Forte nervosité concernant le risque d'événements surprenants portant sur l'euro

Cette Grande peur pousse à des prises de position paniquées, tel Yvon Gattaz le président du Medef prenant la décision extraordinaire d’en appeler directement aux électeurs pour leur représenter "ruine, désespoir et désolation" s'ils devaient décider de modifier la politique qu'Alain Minc appelait dès les années 1990 "le cercle de la raison", qui a mené leur pays là où il en est, et qu'un Emmanuel Macron comme un François Fillon représentent le mieux.

La Grande Peur des puissants... croisons les doigts !

Pour les citoyens, qu'est-ce qui l'emportera dans l'isoloir - la peur, ou l'espoir ?

Est-ce la peur qui en définitive guidera le choix de la majorité des Français dans l’isoloir, en particulier ceux des très nombreux indécis – d’après les sondages plus d’un quart des électeurs prévoyant de se rendre aux urnes ?

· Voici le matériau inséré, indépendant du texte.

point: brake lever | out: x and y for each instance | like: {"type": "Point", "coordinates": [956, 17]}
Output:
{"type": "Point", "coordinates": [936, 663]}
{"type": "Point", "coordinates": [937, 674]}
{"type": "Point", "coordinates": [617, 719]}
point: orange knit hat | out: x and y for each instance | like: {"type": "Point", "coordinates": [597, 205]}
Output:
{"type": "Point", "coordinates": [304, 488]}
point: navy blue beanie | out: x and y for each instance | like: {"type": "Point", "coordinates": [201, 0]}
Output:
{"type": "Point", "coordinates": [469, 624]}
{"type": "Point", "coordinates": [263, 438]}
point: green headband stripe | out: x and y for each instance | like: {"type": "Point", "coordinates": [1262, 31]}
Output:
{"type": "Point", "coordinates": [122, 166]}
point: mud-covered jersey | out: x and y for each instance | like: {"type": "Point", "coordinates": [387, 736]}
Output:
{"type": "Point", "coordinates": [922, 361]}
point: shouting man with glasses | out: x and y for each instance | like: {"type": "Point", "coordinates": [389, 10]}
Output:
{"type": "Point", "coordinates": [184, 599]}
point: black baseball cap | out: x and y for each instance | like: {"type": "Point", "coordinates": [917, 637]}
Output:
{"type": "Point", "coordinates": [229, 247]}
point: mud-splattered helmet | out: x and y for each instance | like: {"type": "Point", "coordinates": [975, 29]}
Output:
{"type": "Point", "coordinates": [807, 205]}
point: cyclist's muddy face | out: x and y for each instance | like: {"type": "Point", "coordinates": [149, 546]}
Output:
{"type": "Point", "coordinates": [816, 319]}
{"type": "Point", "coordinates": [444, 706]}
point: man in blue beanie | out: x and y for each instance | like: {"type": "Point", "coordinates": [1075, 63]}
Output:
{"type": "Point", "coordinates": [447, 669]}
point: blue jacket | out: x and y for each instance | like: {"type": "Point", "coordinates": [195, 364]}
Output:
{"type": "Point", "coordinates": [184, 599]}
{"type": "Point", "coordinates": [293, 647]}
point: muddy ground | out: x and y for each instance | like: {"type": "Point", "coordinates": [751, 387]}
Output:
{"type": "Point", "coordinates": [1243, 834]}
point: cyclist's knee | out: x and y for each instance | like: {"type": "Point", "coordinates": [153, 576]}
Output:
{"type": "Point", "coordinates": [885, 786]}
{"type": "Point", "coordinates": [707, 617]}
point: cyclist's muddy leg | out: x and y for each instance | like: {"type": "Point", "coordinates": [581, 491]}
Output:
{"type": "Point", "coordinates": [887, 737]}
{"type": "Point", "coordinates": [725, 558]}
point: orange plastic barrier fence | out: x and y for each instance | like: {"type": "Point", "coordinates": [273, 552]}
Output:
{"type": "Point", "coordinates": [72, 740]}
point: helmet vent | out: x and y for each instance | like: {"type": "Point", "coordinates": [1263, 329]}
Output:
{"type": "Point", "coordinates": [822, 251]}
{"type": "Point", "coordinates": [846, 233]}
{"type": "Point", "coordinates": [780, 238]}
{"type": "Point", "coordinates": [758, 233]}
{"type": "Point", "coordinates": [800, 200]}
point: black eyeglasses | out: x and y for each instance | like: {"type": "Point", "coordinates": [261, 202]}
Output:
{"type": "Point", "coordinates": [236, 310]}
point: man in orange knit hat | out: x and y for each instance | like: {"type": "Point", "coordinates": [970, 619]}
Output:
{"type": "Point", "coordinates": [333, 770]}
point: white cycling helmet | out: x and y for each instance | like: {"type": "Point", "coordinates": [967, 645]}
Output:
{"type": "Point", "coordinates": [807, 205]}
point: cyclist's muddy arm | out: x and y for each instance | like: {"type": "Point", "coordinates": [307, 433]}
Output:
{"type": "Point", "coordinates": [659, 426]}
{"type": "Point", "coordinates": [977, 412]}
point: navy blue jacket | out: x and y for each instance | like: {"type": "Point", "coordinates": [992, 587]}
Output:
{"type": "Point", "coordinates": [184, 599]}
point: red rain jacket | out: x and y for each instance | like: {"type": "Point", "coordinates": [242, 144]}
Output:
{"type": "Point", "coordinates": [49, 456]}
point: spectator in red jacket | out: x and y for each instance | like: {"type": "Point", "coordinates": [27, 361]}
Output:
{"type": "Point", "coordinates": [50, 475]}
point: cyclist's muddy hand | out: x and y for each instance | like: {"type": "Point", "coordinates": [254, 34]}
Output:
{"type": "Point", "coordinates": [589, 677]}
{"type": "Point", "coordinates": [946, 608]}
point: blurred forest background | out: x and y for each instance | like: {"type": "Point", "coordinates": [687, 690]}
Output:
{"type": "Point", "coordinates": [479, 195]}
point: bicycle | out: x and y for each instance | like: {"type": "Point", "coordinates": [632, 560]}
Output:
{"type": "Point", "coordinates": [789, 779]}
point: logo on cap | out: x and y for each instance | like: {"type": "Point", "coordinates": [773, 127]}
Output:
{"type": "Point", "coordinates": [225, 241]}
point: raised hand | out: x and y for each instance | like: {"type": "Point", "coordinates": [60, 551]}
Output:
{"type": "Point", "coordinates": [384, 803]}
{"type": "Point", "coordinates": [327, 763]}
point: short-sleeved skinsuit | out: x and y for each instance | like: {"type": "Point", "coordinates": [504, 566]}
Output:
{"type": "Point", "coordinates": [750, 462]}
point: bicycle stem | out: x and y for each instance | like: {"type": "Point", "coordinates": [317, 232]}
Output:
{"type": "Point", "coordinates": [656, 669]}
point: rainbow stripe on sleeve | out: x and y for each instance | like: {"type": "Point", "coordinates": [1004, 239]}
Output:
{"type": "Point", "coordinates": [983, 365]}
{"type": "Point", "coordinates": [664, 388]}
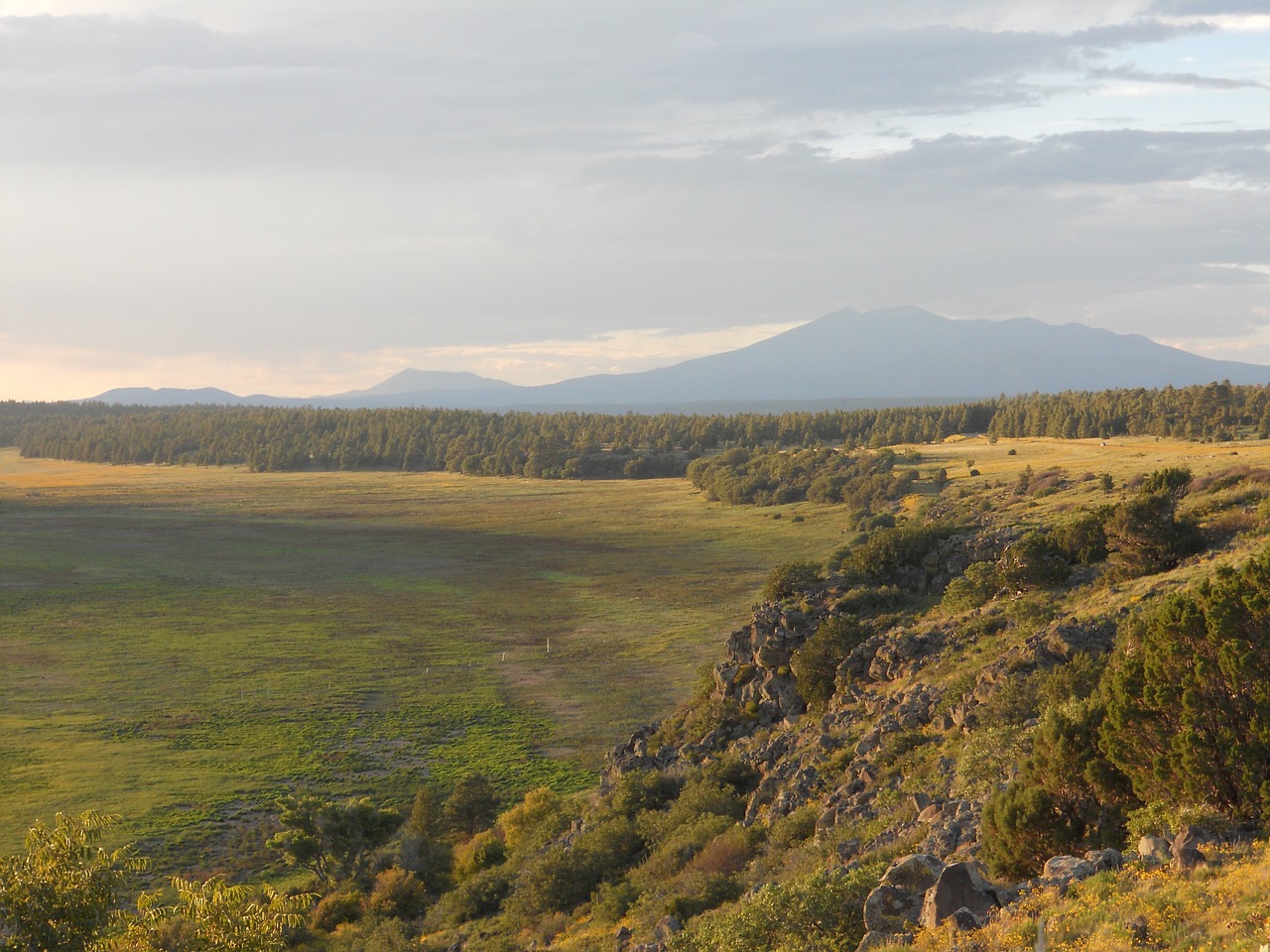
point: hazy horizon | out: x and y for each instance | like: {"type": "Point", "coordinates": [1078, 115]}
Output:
{"type": "Point", "coordinates": [304, 198]}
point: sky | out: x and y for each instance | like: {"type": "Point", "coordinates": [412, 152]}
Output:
{"type": "Point", "coordinates": [304, 197]}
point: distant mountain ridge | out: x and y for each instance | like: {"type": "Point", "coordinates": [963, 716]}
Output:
{"type": "Point", "coordinates": [846, 358]}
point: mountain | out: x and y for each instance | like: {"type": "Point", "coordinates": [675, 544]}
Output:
{"type": "Point", "coordinates": [176, 397]}
{"type": "Point", "coordinates": [887, 357]}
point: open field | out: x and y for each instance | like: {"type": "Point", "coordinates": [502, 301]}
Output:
{"type": "Point", "coordinates": [182, 644]}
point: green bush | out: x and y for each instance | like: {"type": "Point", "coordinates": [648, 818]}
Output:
{"type": "Point", "coordinates": [978, 585]}
{"type": "Point", "coordinates": [818, 912]}
{"type": "Point", "coordinates": [887, 552]}
{"type": "Point", "coordinates": [397, 893]}
{"type": "Point", "coordinates": [1144, 535]}
{"type": "Point", "coordinates": [1066, 798]}
{"type": "Point", "coordinates": [792, 579]}
{"type": "Point", "coordinates": [474, 897]}
{"type": "Point", "coordinates": [816, 662]}
{"type": "Point", "coordinates": [1188, 694]}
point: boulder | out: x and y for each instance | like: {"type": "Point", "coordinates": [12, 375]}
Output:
{"type": "Point", "coordinates": [896, 905]}
{"type": "Point", "coordinates": [913, 874]}
{"type": "Point", "coordinates": [890, 910]}
{"type": "Point", "coordinates": [1187, 858]}
{"type": "Point", "coordinates": [964, 920]}
{"type": "Point", "coordinates": [959, 887]}
{"type": "Point", "coordinates": [1066, 869]}
{"type": "Point", "coordinates": [1105, 858]}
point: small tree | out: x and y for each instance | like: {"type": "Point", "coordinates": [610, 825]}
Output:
{"type": "Point", "coordinates": [1066, 796]}
{"type": "Point", "coordinates": [472, 805]}
{"type": "Point", "coordinates": [1188, 696]}
{"type": "Point", "coordinates": [1144, 535]}
{"type": "Point", "coordinates": [60, 893]}
{"type": "Point", "coordinates": [214, 918]}
{"type": "Point", "coordinates": [792, 579]}
{"type": "Point", "coordinates": [331, 839]}
{"type": "Point", "coordinates": [816, 664]}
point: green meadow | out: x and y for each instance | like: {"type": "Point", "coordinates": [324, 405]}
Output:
{"type": "Point", "coordinates": [183, 645]}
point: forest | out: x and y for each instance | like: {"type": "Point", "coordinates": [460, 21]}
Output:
{"type": "Point", "coordinates": [593, 445]}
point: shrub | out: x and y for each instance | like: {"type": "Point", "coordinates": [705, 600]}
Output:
{"type": "Point", "coordinates": [1144, 535]}
{"type": "Point", "coordinates": [1032, 562]}
{"type": "Point", "coordinates": [1083, 538]}
{"type": "Point", "coordinates": [474, 897]}
{"type": "Point", "coordinates": [818, 911]}
{"type": "Point", "coordinates": [883, 557]}
{"type": "Point", "coordinates": [792, 579]}
{"type": "Point", "coordinates": [397, 893]}
{"type": "Point", "coordinates": [1067, 796]}
{"type": "Point", "coordinates": [816, 662]}
{"type": "Point", "coordinates": [530, 824]}
{"type": "Point", "coordinates": [472, 805]}
{"type": "Point", "coordinates": [978, 585]}
{"type": "Point", "coordinates": [1188, 693]}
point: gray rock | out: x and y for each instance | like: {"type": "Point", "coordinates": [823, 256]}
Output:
{"type": "Point", "coordinates": [890, 910]}
{"type": "Point", "coordinates": [1188, 858]}
{"type": "Point", "coordinates": [915, 874]}
{"type": "Point", "coordinates": [965, 920]}
{"type": "Point", "coordinates": [1191, 838]}
{"type": "Point", "coordinates": [959, 887]}
{"type": "Point", "coordinates": [1105, 858]}
{"type": "Point", "coordinates": [1066, 869]}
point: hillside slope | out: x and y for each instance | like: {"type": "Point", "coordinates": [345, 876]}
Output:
{"type": "Point", "coordinates": [878, 712]}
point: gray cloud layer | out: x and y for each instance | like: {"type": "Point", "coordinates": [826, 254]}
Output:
{"type": "Point", "coordinates": [305, 177]}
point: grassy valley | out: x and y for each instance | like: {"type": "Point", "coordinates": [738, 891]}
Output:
{"type": "Point", "coordinates": [183, 645]}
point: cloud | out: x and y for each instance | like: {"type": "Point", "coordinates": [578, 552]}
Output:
{"type": "Point", "coordinates": [287, 178]}
{"type": "Point", "coordinates": [1175, 79]}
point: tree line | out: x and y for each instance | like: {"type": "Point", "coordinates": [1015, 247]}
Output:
{"type": "Point", "coordinates": [593, 445]}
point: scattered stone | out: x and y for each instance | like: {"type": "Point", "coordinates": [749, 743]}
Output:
{"type": "Point", "coordinates": [965, 920]}
{"type": "Point", "coordinates": [959, 887]}
{"type": "Point", "coordinates": [915, 874]}
{"type": "Point", "coordinates": [1064, 870]}
{"type": "Point", "coordinates": [889, 909]}
{"type": "Point", "coordinates": [1137, 929]}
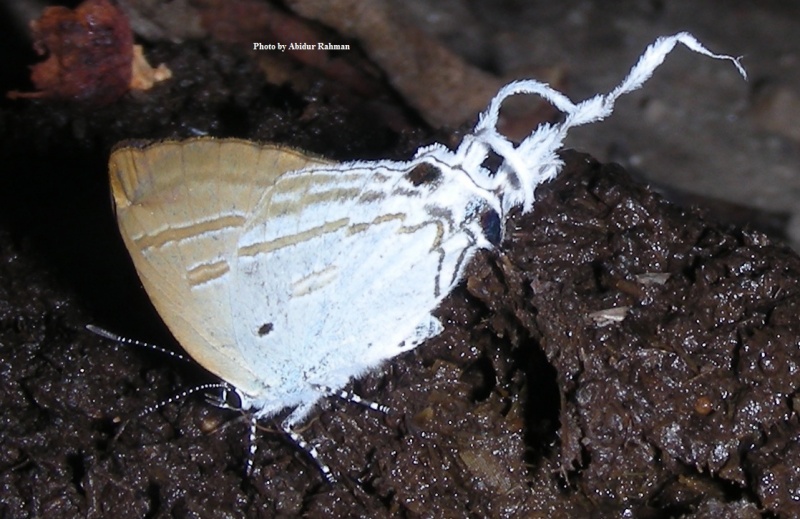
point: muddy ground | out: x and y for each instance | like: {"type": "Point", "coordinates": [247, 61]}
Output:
{"type": "Point", "coordinates": [538, 399]}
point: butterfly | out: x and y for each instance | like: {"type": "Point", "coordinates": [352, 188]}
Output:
{"type": "Point", "coordinates": [288, 275]}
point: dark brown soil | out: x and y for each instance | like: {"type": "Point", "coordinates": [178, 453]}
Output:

Peur de remettre en cause le cadre établi, même de plus en plus anxiogène, même de plus en plus fragile, ou encore résignation à l'inévitable ? Ou encore repli sur le seul cadre familial ou amical, laissant les destins du pays à qui se présente comme mieux qualifié pour en décider - le "cercle de la raison" est après tout décidé par les seuls gens raisonnables, et c'est ce que prétendent être les mieux en vue et les plus puissants.

Alors, c’est presque certainement Macron ou Fillon qui sera le prochain président.

La peur – ou bien l'espoir ? Ils sont en compétition. Et en réalité, rien n'est joué d'avance. Il n’y a que des probabilités, tout est encore ouvert, plus largement ouvert que jamais peut-être.

Car peur comme espoir sont des passions. Et les passions sont puissantes, l’espoir comme la peur.